L’historien a examiné cette crise sous l’angle du temps, qu’il considère aujourd’hui profondément désorienté. « Le futur a perdu de son évidence », explique-t-il, notant que notre société s’enferme dans un présentisme, ou plutôt un présent envahissant et sans perspective, alimenté par la communication instantanée et l’urgence permanente.

Nous sommes face à une accumulation rapide de facteurs d’incertitude, amplifiés par les médias et les réseaux sociaux. Une spirale de menaces semble s’être enclenchée, que nos sociétés, tiraillées entre urgence et contradictions, peinent à gérer, explique-t-il. « Face à cette incertitude généralisée, les inquiétudes augmentent, tout comme les prophètes de malheur et autres exploitants de l’angoisse ».

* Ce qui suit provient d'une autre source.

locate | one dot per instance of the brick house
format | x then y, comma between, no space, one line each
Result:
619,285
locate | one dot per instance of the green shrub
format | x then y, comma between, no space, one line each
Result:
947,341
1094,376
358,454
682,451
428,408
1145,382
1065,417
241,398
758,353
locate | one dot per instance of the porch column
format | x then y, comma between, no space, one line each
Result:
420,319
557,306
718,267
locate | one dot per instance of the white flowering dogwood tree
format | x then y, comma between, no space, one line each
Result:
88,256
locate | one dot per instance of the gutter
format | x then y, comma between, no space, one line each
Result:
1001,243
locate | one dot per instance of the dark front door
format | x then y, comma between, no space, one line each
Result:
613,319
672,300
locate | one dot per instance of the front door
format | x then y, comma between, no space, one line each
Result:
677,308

La tyrannie du temps immédiat

L’Anthropocène, reconnu comme une nouvelle époque géologique, souligne que l’humanité est devenue une force géologique. Les actions humaines modifient la Terre de manière exponentielle depuis les années 1950. Présentisme et Anthropocène confrontent l’humanité à un passé immense (4,54 milliards d’années) et à un futur déjà menaçant, avec des extinctions massives possibles, avertit le conférencier.

« Ces temporalités dépassent notre capacité de représentation et nourrissent incertitude et inquiétude. Le présentisme engendre une première désorientation temporelle ; l’Anthropocène en ajoute une seconde. Cette accumulation de temporalités multiples est maintenant la condition historique de nos sociétés ».

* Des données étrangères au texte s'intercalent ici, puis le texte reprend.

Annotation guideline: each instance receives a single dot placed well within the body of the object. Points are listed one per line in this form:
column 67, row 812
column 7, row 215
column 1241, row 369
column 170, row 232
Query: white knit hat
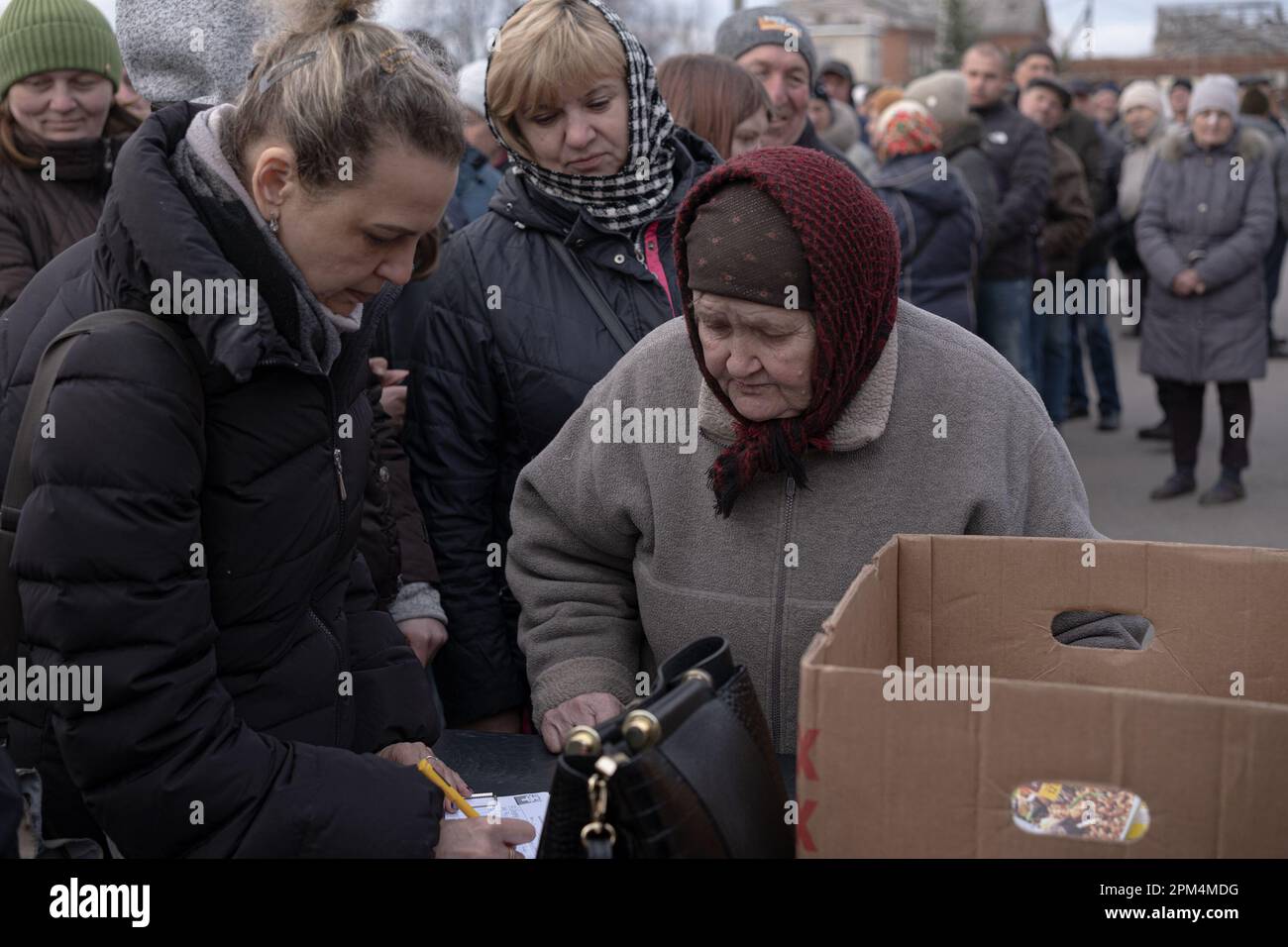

Le conférencier interroge : « Comment vivre dans l’Anthropocène ? Comment articuler les temporalités planétaires et celles du monde humain, souvent discordantes et contradictoires ? ». D’après lui, la coexistence d’un présentisme à la fois choisi et subi, les inégalités entre le Nord et le Sud, ainsi que la gestion de l’urgence climatique génèrent de fortes tensions. Dans ce contexte, a-t-il ajouté, l’urbanisme et l’architecture doivent faire preuve de flexibilité, de modularité et d’adaptabilité.

Cependant, cette adaptation se heurte à une « tyrannie du temps immédiat », dictée par les technologies et l’intelligence artificielle, qui valorisent l’efficacité instantanée au détriment de la réflexion et du long terme. En convitant des figures de proue de la recherche et de la pensée mondiale, Beït al-Hikma continue ainsi sa mission d’ouverture et de dialogue scientifique, offrant au public académique un moment privilégié de réflexion et d’échanges sur les enjeux contemporains.